3)Foreign trained doctors are sometimes misfits to cater to the Indian milieu.

Please understand that India can ill afford the defensive system of medicine practised in the west which is algorithm based and depends very heavily on investigations rather than clinical skills.

There is a very strong move afoot to stamp out smaller health care facilities which may not be having the "mall like look " of big hospitals but offer affordable,timely and very personlised treatment,close to your house.

My advice to all patients is

a)to CHOOSE their doctors WELL after understanding their disease condition and the treatment offered.

b)NOT be swayed by reputation of a hospital or a doctor.But rather by the information given and the sincerity which your doctor exhibits
There are well-entrenched marketing ploys being employed to ensure that patients are fooled into going to so called"number one doctors" or "world class hospitals"

c)not be coerced into going only to a certain group of hospitals which have a tie-up with your insurance company.
These tie-ups involve the give and take of bribes and kick-backs and usually consist of hospitals which conform to the diktats/demands of the insurance company/TPA rather than considering what is best for the patient.
Note:the insurance company/TPA is in this business to maximise its profits and not with any philantrophic intention.

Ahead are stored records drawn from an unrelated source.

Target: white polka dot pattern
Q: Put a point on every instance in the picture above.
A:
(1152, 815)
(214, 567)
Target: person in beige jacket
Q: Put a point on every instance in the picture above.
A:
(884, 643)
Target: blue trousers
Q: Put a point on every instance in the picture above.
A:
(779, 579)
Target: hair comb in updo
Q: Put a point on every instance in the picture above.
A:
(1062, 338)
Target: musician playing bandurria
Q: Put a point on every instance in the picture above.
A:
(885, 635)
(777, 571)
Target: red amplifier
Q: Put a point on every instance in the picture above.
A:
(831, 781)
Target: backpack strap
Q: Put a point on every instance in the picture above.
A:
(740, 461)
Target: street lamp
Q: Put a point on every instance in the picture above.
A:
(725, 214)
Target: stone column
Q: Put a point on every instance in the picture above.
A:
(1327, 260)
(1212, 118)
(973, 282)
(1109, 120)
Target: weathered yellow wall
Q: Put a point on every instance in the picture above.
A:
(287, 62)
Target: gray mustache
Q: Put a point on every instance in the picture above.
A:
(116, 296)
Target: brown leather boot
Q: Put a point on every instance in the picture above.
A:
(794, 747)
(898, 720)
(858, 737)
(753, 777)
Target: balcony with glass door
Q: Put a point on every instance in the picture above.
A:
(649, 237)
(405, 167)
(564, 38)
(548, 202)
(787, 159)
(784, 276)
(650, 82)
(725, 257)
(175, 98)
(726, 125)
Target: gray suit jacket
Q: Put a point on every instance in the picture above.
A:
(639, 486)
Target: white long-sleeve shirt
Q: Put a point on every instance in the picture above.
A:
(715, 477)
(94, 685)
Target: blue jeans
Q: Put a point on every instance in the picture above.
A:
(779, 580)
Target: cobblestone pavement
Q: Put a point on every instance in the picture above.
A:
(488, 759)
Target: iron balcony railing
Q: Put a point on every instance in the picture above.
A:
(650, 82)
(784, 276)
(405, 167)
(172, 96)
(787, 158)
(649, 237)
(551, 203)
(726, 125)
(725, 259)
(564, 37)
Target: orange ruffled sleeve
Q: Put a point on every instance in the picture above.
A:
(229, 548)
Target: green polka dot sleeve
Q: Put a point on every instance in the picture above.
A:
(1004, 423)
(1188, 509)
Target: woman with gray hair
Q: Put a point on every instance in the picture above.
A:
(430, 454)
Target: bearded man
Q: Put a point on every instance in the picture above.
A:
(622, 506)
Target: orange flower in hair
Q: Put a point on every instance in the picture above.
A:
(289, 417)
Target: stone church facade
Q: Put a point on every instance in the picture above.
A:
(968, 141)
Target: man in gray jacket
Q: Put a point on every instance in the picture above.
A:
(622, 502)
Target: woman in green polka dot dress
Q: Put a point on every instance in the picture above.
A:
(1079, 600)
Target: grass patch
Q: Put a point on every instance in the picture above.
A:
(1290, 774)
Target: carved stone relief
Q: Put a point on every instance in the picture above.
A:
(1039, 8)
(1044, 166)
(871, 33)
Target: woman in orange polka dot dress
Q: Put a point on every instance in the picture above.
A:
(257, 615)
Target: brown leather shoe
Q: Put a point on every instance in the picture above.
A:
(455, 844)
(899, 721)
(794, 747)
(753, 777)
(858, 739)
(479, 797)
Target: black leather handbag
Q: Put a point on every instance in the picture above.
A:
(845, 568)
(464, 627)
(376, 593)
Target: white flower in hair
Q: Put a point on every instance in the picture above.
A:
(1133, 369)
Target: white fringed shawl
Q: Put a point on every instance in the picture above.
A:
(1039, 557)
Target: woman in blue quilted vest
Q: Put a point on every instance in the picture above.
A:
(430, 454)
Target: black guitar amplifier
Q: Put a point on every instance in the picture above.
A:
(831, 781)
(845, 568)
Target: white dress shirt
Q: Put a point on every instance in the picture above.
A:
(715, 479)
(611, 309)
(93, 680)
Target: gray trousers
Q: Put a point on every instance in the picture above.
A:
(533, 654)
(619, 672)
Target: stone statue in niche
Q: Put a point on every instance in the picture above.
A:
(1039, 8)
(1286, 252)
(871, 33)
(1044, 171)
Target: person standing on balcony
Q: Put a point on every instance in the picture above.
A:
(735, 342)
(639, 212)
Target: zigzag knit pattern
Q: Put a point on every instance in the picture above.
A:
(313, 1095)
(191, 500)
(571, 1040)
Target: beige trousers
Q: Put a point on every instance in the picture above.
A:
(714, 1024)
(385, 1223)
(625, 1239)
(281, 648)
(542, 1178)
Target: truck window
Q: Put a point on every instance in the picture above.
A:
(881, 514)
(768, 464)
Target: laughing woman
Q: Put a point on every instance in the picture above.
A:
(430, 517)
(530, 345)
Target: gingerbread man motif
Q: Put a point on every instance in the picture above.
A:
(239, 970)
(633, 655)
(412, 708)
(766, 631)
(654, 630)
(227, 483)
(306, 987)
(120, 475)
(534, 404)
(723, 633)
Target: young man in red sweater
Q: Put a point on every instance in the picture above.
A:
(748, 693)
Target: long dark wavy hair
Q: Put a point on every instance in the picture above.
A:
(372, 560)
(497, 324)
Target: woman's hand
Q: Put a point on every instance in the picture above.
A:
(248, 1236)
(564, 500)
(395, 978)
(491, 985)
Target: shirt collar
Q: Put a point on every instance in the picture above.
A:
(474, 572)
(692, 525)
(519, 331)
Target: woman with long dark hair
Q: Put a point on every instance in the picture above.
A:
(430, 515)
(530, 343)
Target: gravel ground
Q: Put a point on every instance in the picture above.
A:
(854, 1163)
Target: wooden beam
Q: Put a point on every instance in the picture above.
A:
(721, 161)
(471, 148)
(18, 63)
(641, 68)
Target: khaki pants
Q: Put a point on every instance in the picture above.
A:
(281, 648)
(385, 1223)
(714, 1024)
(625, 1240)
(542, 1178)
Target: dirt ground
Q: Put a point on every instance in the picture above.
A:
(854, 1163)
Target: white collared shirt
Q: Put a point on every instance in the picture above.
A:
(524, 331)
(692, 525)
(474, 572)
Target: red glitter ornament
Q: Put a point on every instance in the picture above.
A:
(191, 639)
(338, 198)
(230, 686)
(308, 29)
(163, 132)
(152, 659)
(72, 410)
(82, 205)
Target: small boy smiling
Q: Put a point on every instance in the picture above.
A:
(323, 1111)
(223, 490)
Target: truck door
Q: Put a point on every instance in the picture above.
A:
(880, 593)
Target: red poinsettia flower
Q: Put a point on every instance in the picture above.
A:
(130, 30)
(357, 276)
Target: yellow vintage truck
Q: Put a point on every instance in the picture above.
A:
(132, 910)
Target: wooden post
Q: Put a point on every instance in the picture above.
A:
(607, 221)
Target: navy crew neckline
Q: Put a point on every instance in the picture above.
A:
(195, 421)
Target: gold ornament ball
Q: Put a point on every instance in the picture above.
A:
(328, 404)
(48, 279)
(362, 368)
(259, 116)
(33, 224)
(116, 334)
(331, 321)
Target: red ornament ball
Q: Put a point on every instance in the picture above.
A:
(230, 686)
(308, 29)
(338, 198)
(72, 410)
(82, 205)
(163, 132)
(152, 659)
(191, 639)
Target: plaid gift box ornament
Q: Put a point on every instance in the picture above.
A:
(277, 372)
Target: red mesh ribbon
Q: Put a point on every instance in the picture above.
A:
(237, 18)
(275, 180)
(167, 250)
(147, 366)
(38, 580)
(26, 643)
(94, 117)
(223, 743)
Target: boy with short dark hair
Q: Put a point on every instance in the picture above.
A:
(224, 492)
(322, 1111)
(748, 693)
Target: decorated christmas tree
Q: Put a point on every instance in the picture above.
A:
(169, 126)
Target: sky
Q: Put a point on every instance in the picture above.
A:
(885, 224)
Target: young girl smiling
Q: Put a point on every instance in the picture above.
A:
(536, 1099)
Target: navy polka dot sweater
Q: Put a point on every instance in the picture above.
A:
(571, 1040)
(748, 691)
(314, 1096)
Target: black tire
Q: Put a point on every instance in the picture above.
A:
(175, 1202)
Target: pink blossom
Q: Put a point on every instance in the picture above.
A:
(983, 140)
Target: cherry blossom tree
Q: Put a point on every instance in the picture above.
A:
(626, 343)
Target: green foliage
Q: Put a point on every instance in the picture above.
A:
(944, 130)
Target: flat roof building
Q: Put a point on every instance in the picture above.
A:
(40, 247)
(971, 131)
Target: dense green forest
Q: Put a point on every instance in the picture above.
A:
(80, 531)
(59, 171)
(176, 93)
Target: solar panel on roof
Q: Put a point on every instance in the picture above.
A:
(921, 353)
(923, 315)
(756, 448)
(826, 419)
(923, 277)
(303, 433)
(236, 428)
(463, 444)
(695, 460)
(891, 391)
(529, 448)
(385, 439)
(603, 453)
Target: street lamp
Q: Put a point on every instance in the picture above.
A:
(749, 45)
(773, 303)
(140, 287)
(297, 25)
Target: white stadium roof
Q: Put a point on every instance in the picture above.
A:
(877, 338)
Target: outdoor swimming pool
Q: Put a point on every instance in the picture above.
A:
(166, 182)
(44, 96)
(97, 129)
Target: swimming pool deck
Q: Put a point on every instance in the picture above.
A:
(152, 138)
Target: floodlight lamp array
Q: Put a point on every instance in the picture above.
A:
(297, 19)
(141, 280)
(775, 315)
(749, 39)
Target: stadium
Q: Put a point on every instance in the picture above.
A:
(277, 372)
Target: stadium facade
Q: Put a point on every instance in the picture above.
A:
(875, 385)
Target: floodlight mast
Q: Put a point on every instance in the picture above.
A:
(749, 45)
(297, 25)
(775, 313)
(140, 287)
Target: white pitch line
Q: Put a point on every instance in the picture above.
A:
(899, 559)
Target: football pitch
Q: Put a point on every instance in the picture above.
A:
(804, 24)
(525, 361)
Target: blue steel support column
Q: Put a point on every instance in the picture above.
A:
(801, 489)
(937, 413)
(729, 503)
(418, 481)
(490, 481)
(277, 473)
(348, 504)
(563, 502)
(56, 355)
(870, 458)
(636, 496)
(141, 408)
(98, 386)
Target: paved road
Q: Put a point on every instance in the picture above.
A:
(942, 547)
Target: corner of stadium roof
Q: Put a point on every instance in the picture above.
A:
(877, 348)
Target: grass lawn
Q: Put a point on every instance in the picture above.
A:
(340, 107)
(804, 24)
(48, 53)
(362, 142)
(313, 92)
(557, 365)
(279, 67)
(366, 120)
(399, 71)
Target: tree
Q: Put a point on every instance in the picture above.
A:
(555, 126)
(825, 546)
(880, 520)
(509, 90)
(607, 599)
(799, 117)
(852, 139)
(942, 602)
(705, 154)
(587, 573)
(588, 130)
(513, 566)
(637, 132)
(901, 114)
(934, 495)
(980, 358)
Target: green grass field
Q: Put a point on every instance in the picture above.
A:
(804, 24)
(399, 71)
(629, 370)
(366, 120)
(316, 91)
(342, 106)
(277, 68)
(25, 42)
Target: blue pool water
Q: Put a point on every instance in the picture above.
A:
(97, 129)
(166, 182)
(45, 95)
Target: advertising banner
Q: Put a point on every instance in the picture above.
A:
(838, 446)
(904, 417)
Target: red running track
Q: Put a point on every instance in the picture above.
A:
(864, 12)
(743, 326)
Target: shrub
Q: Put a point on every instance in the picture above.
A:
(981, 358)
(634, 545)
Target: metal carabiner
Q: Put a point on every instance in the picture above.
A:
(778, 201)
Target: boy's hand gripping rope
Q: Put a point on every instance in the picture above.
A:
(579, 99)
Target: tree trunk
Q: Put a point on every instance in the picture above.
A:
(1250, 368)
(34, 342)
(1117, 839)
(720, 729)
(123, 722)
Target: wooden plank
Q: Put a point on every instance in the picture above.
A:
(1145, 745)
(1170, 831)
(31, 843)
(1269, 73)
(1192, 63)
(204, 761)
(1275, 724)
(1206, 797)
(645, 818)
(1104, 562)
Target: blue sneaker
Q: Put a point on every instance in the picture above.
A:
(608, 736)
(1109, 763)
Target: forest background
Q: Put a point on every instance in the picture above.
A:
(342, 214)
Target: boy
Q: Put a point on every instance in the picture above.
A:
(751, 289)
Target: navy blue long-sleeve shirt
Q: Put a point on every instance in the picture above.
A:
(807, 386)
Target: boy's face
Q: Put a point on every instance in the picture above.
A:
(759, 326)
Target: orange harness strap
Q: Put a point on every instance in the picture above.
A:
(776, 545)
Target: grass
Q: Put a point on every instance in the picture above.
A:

You will most definitely hear from me again.

wish you all good health.

anand

vitthal ambike

5 years ago

I agree with decision

vitthal ambike

5 years ago

i m agree with a dicision

suvarnamk

6 years ago

first time the aaam aadaami cries have been heard.the next step is room rent as @ of S.I. 1% ( many policies include room rent+resident dr ch +nursing ch)
OF COURSE IN OUR COUNTRY U CAN FILL YOUR STOMACH IN SAY 1,5,12 RUPEES THEN WITH ESCALATING INFLATION HIGH PROPERTY PRICES AND POOR SALARIES PAID TO HOSPITAL STAFF
1% S.I PER DAY IS ONE RUPEE MEAL.
the people who make law r above law in our mother land;similarly insurers who frame the laws (terms, conditions)have insulated themselves by passing resolution in boards that they get free medical attention here & hereafter (in retirement).
it is not surprising that rulers r far removed from reality
why for each proper understanding the aam aadaami must shed blood to get his proper dues. the person who pays the premium, from which insurers, tpa, public servants employed after retirement receive their lively hood is always at the receiving end begging for mercy ;why the citizen point is always ignored at the behest of corporate giant indian or otherwise

Devendra Gawali

6 years ago

Can you provide me any specification or circular at [email protected] because Insurance company denied my claim for Hospital has less than 15 beds. waiting for your reply. Devendra Gawali- Mobile no. 98810 68756

DEEPAK KHEMANI

6 years ago

Finally an absurd and anti consumer condition was removed as better sense prevailed. What is important to know is where do these hare brained ideas originate and which officer finally decides to give a go ahead to such stupid ideas. Is anyone actually accountable for such actions?